Atoms Are Not Bits; Wired Is Not A Business Magazine - blasdel
http://gizmodo.com/5457461/atoms-are-not-bits-wired-is-not-a-business-magazine
======
mr_eel
The whole point of the original article is that changing technologies are
allowing smaller scale businesses to enter markets that were previously denied
to them. It's _not_ about changing how existing hobby industries work. The
author has failed to look beyond the hobbyist examples used in the Wired
article.

It's also about being able to enter niche markets that larger manufacturers
aren't interested in. There are plenty of markets that require a high standard
of complexity in both design and manufacturing, yet are too small for larger
companies to care about. As the cost of both drops, so it becomes more viable.

Also, despite the author's disparaging remarks, being able to do small scale
runs in China is significant, because not so long ago this was _inconcievable_
for many businesses.

It's fair to bash Wired for the hyperbole -- it's not a revolution yet -- but
Giz's critique is shallow and doesn't address the basic argument; that the
lowered cost has increased access to equipment and skills for industrial
design and manufacture. That this change will lead to greater numbers of
smaller businesess operating in new niche markets, or markets otherwise
previously denied to them because of scale.

------
dan_the_welder
This is where I live. I am a small business or two. I have been building my
own CNC machines. I manufacture a niche product.

The comments on this article are mostly regurgitated economist speak,
efficiency figures prominently. The fact of the matter is, efficiency means
one group gets as much of the pie as possible.

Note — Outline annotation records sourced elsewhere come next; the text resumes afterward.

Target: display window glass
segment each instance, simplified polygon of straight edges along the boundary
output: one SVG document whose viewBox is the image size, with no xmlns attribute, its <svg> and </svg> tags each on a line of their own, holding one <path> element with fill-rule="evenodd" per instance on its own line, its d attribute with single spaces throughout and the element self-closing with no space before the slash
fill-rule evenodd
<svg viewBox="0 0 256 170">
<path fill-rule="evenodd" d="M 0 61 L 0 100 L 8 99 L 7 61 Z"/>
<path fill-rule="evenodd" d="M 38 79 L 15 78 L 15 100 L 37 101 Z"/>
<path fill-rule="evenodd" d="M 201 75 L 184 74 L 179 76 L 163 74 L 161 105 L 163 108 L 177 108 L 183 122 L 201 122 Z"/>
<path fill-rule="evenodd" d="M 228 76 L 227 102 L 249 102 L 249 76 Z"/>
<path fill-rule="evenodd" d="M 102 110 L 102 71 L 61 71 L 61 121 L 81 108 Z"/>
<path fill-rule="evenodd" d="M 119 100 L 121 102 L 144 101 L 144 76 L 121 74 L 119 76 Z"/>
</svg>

There are lots of people and they all need to earn a living. Big business
strives for efficiency and they lay people off, because they are efficient.
You however are unemployed.

Small businesses are only going to grow in number and the amazing thing about
this phase that we are in is that sophisticated tools are becoming widely
available. That means that small businesses will be able to produce more and
more sophisticated products, creating more jobs as a result of this terrible
inefficiency.

The future looks like this: Commodities and niche products.